When Elijah “hears” all this, he veils his eyes and goes to the mouth of the cave. The Lord questions him a second time, “Elijah, why are you here?” This time, the “here” is a reference to the fact that Elijah is not standing where he had been told to stand, “outside, on the mountain, before the Lord.”

Elijah’s answer is to repeat verbatim his words in v. 10. This suggests that all that noise and shaking, followed by that palpable, incomprehensible, silence, had no real effect on him.

God makes Elijah a counter-offer. He gives him three jobs, one of which, to designate his successor, is a compromise of sorts. He is to anoint Hazael king of Aram, Jehu king of Israel, and Elisha as a prophet to succeed him. The first is especially interesting because it involves politics outside of Israel and the last is curious because there are no other instances of a prophet being anointed, or of a prophet designating his successor.

For some reason, this is enough for Elijah. He sets out on his journey, but actually does none of the above.

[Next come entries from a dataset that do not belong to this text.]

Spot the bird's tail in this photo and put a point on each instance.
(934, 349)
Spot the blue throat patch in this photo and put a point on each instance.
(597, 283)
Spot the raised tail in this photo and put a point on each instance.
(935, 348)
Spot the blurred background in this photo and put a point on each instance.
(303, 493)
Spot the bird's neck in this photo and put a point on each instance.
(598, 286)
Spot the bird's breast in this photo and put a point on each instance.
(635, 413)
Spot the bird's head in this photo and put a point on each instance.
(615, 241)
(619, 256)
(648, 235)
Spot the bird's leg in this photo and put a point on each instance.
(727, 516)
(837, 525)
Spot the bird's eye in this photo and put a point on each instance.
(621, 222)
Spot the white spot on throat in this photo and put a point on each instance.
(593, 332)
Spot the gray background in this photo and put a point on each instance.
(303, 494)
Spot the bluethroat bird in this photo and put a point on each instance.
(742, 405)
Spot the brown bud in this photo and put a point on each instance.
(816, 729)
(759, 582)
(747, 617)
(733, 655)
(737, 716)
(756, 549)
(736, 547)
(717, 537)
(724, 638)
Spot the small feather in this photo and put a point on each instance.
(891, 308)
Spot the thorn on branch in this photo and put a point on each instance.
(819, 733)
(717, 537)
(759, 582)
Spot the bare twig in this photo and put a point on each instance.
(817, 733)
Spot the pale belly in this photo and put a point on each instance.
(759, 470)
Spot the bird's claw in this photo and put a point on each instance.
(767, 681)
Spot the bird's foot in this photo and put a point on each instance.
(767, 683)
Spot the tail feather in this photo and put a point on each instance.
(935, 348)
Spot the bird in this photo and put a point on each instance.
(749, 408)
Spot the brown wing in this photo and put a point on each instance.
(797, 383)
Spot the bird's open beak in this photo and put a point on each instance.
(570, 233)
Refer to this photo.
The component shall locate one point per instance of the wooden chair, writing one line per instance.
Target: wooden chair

Instead of anointing Elisha to take his place, Elijah tosses his mantle over him and takes him as a servant. In turn, it is Elisha who eventually sees to the anointing of the kings.

What to make of all this? Once again, I lean toward a primary focus that is theological rather than anthropological. God is faithful, providing food and support for Elijah. God is also patient in the face of Elijah’s obsessive focus on himself, even when Elijah rejects a definitive self-revelation. But God is also tenacious and without pity for self-pity.

Finally, the fact that Elijah gets moving again after the introduction of Elisha but fails to yield his office to him suggests that Elisha’s presence as a divinely-appointed “buddy” in God’s demanding work was what Elijah needed. The qôl dĕmāmâ daqqâ must be a great experience, but finding God and God’s love in our day-to-day companions might actually be what we really need. And what we need to realize that we really need.